TOWSON, Maryland -- As the American Legion hall filled in, the crowd buzzed over the unusual spectacle they were about to witness: A Republican presidential candidate campaigning in this deeply Democratic state.
“We count this year. It’s amazing. We count this year!” said Dave Walcher, an insurance agent from Towson, near Baltimore, who wore a black T-shirt showing Ronald Reagan dressed like a biker. Tuesday’s primary is the first Walcher, 49, can remember mattering.
Just as remarkable is the man responsible for Maryland’s competitive status: Ted Cruz.
He has prevented Donald Trump from wrapping up the nomination and stands, improbably, as the last hope of a GOP establishment that openly loathes the brash, theatrical Texan.
“If the right people don’t like you, then you’re probably the right guy,” said Steven Brosey, 54, who attended the Cruz rally Monday. “Ted Cruz understands the Constitution and has taken unpopular stands.
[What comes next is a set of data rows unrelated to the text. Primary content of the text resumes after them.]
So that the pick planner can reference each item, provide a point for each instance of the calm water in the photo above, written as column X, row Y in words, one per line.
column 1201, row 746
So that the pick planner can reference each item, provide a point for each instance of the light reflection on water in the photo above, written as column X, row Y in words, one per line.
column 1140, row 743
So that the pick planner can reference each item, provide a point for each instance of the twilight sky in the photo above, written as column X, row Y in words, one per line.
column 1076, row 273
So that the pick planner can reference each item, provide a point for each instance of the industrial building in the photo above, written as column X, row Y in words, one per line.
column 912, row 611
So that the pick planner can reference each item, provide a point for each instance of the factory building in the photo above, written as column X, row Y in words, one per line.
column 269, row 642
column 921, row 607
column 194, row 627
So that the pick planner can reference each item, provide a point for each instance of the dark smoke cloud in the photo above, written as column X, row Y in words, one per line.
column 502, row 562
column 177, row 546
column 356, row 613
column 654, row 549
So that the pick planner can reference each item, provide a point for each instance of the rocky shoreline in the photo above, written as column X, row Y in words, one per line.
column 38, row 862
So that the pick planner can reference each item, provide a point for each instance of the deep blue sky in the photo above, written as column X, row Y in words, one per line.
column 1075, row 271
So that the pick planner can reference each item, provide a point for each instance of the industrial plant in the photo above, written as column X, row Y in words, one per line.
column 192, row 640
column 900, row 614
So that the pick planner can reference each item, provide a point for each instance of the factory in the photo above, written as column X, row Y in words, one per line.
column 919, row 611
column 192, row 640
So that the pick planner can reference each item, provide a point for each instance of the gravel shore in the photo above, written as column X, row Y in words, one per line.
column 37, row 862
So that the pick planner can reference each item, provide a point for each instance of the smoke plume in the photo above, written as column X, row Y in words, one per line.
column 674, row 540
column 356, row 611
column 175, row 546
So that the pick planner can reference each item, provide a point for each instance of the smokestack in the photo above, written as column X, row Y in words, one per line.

I like that.”
Cruz, 45, was the first Republican candidate to get in the race and has done a lot of things very well, not least of which is to outlast 14 rivals.
He has stuck to his conservative message while avoiding gaffes. Early on he conspicuously avoiding tangling with Trump. His debate performances have been solid. He’s raised a surprising amount of money and poured that into a team that has used voter data to target people with tailored messages.
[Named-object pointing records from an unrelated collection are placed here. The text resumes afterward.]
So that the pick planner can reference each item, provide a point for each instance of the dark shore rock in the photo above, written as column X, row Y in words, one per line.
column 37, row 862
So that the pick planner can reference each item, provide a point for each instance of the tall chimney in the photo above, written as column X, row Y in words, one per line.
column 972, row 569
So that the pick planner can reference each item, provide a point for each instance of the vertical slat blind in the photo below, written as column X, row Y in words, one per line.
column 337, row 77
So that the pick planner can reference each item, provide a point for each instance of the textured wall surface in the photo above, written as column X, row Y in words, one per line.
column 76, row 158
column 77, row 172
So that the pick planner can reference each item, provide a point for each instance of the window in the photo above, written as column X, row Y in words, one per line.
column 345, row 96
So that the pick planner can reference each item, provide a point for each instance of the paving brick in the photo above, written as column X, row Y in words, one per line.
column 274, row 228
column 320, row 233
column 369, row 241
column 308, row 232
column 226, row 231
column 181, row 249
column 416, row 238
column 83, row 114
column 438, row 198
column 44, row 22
The result: Key victories, including Iowa, that have stymied Trump’s path to the 1,237 delegates needed for the nomination.
Distrustful of Trump’s ideological conviction, his outlandish style and potential effect on crucial down-ballot races, Republicans are slowly coming around to Cruz.
“I’m getting more comfortable with him,” said St. Petersburg developer Mel Sembler, a major GOP fundraiser and party insider who had supported Jeb Bush. Last Monday, Cruz called Sembler to ask for help. Sembler sent him a $5,400 check and offered to put the campaign in contact with other Florida donors.
“He’s still a certified loony,” said Al Hoffman, another top Florida fundraiser and Bush supporter, referring to some of Cruz’s positions, including abolishing the IRS and mass deportations. “But he’s probably the only hope we have. Anybody but Trump. Let’s hope he learns how to be a president if he can win. In my view it’s a less than 50-50 chance he would even win.”